Guadalupe Reyes s’efforce toujours d’imaginer sa fille pilotant un avion : c’était le rêve de cette jeune femme avant sa disparition il y a 10 mois près de Mexico.

Le nom de Mariana s’est rajouté à une liste déjà longue de femmes retrouvées mortes ou portées disparues dans l’Etat de Mexico, devenu le plus dangereux du pays pour elles.

Les autorités pensent avoir trouvé ses restes, qu’ils ont enterrés dans une fosse commune en l’absence de la famille. Mais comme beaucoup de Mexicains cherchant leurs proches disparus, Reyes n’a pas confiance.
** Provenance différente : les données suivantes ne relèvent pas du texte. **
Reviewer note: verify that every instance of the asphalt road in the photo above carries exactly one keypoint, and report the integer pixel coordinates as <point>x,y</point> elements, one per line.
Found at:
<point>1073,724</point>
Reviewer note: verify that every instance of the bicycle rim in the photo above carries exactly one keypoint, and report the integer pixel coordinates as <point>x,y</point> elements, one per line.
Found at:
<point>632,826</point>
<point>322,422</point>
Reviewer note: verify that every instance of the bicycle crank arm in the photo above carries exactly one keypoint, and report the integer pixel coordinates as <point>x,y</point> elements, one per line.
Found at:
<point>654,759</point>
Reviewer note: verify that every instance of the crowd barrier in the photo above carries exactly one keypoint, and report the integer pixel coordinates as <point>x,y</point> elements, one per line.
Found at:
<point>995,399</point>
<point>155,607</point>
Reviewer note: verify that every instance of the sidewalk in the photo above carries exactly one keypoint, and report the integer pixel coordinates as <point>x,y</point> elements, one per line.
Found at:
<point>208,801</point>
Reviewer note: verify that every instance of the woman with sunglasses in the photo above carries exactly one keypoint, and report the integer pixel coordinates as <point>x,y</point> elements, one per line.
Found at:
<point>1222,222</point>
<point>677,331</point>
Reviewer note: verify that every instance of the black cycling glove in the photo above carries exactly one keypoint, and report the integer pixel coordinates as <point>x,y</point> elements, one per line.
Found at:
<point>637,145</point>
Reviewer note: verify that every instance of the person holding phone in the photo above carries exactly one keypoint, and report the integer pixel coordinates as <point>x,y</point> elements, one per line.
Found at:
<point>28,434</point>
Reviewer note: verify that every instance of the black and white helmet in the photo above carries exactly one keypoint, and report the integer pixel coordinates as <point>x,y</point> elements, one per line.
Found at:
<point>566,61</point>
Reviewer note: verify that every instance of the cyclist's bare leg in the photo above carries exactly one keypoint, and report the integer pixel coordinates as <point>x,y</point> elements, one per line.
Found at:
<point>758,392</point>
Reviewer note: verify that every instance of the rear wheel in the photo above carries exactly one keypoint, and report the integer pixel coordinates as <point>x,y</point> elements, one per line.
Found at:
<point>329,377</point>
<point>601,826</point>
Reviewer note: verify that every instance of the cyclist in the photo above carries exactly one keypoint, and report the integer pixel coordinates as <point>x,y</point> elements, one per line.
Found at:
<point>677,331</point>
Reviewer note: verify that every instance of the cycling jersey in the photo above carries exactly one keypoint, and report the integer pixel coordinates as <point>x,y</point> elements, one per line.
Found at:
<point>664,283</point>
Fin juin, cette mère désespérée est parvenue à faire exhumer des restes d’un crâne et des ossements, supposés être ceux de sa fille, afin d’effectuer des tests ADN.

"Je garde espoir qu’elle est toujours vivante. Mais il faut attendre les résultats des analyses", dit Reyes dans un murmure, après avoir assisté à l’exhumation dans un cimetière de la commune de Nextlalpan, en présence d’un groupe d’experts indépendants.

Cette mère n’avait jamais été autorisée à voir ces restes avant l’inhumation. "Ils ont dit que je n’étais pas prête psychologiquement".

Sa fille, une jeune femme brune, gracile, qui prenait des cours de violon, était partie le 17 septembre dernier faire des photocopies pour ses études de pilote. Elle n’est jamais revenue.

- ’Pire qu’à Ciudad Juarez’ -

Dans les années 90, la ville de Ciudad Juarez et ses alentours désertiques, à la frontière avec les Etats-Unis, étaient devenus tristement célèbres pour les meurtres de femmes qui y étaient commis. Environ 400, selon Amnesty international, la plupart non résolus.

Aujourd’hui c’est dans l’Etat de Mexico que les disparitions et homicides de femmes sont les plus nombreux.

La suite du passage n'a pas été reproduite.